The game was less about the brick wall Aaron Rodgers has splatted the Jets into and more about the Patriots showing a sign that they might be slowly forming into… something. Despite losing Maye to a concussion, Jacoby Brissett showed why he’s a dependable backup quarterback, helping lead the team on its final drive of the day. Despite only being 2-6 on the season, the New England locker room is probably a lot different today than the darkness the 2-6 Jets find themselves in. Don’t worry, they’ll land Shedeur Sanders. And ruin him too.
Barring catastrophic injury, the Patriots are constructing a team that has no use for Sanders as the No. 1 pick. New England needs a tackle, despite the tantalizing presence of Travis Hunter in the top three. If they land No. 1, they can trade down in order to grab either Will Campbell out of LSU or Kelvin Banks Jr. out of Texas.
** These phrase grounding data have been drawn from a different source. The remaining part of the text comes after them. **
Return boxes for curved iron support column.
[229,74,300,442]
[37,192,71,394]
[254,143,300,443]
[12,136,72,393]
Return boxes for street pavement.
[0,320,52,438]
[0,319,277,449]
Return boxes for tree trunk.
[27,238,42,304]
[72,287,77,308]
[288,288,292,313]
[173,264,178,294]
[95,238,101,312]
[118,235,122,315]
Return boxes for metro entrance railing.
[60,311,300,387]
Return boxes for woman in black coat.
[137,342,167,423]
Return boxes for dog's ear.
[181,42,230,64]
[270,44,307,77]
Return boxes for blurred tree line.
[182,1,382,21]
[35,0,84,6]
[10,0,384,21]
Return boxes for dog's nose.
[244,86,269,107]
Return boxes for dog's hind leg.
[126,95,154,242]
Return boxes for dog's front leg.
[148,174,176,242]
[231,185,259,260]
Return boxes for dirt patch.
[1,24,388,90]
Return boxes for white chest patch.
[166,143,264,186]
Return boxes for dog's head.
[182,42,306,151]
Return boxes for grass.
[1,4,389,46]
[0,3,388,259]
According to Tankathon, both offensive tackles will only be available until the fifth pick (Campbell going No. 5 to the Jacksonville Jaguars, Banks to the Los Angeles Rams at No. 12).
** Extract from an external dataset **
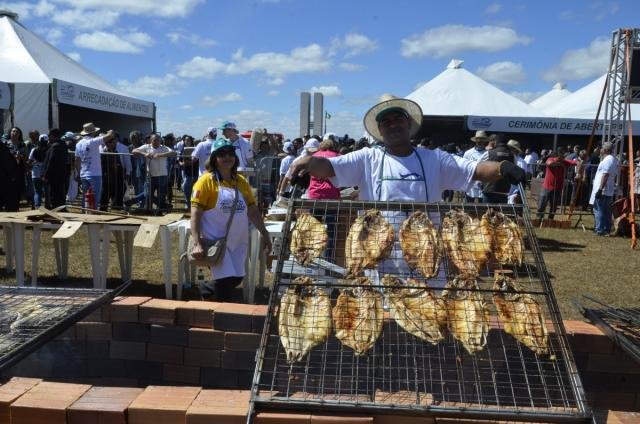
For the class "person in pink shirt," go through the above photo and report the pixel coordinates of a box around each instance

The win Sunday knocked the team out of the No. 1 slot down to No. 3 in the potential draft order, but let’s not goad ourselves into thinking the Patriots are really a good team that got off to a bad start. There’s a reasonable argument to be made that the team should be 4-4 and in the hunt right now, but the Patriots are still bad. They have a chance to win two in a row when they visit Tennessee Sunday, and could stitch together another 2-3 wins along the way toward January. A 6-11 season is not likely to land No. 1, not with Carolina and the Jets (and Giants and Cardinals and Browns and Raiders and Jaguars) mucking up the process. If you’d rather the Patriots remain in competition with those losers for draft capital, then might we introduce you to the Jets? Still accepting fandom.
The San Diego (I know) Chargers finished 5-12 last season and landed the fifth pick in the draft. They selected the best offensive tackle in the class, Joe Alt from Notre Dame. Are we really frightened enough that the Patriots are going to insist on becoming anything more competitive than that over the final nine games?
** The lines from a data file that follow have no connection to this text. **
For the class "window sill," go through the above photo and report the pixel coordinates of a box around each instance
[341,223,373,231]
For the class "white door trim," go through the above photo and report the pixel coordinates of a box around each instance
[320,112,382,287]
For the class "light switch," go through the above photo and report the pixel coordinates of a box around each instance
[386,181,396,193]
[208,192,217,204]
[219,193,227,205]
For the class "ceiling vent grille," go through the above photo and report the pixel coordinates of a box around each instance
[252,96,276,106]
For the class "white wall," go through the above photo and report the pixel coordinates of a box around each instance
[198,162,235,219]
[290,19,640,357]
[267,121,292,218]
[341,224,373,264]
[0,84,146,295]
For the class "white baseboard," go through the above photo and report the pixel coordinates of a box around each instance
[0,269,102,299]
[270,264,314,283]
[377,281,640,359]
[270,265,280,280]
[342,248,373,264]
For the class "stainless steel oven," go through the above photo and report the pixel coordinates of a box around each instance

Mayo was thrust into an impossible situation with the talent he inherited after years of the franchise enabling its twilight head coach to handle the drafting. Nobody really thought the Patriots could be an ambitious team, particularly after Eliot Wolf was finished with the board in 2024, otherwise known as “Drake Maye and…woof.” But now that they have the quarterback, the most difficult position on which to hit jackpot, it’s time for the Patriots to build toward something else. Save the top pick sweepstakes for the normal participants. Slowly building a winning culture after attainting those picks is where the annual losers tend to fail. If Mayo and the Patriots managed a semblance of that in Week 8, there is an entire second half of the season to allow it to swell into something compelling. Maybe even something worth rooting for.
Intangibles are an aspect that can be ridiculed, especially in a gridiron world where the dorks who ruined baseball are coming after the NFL. But when you find some, after all but giving up hope, that’s something to celebrate.
There are currently eight NFL teams with two wins to their name. The Panthers and Titans both only have one win. That’s an awful lot of competition for a top-10 pick. Don’t let Sunday change your perception.
The Patriots are right there with them. Another win or two isn’t going to change much.
But to tank for the sake of landing an extra draft pick by trading the coveted top slot? That’s a dangerous cycle that it can be difficult from which to escape. The Patriots’ final drive on Sunday should have meant more than draft position. It’s the first time we’ve seen a late-game, offensive response from them as a team.
That could prove more worthy for Mayo than wondering all season about which side of the ball Hunter will play.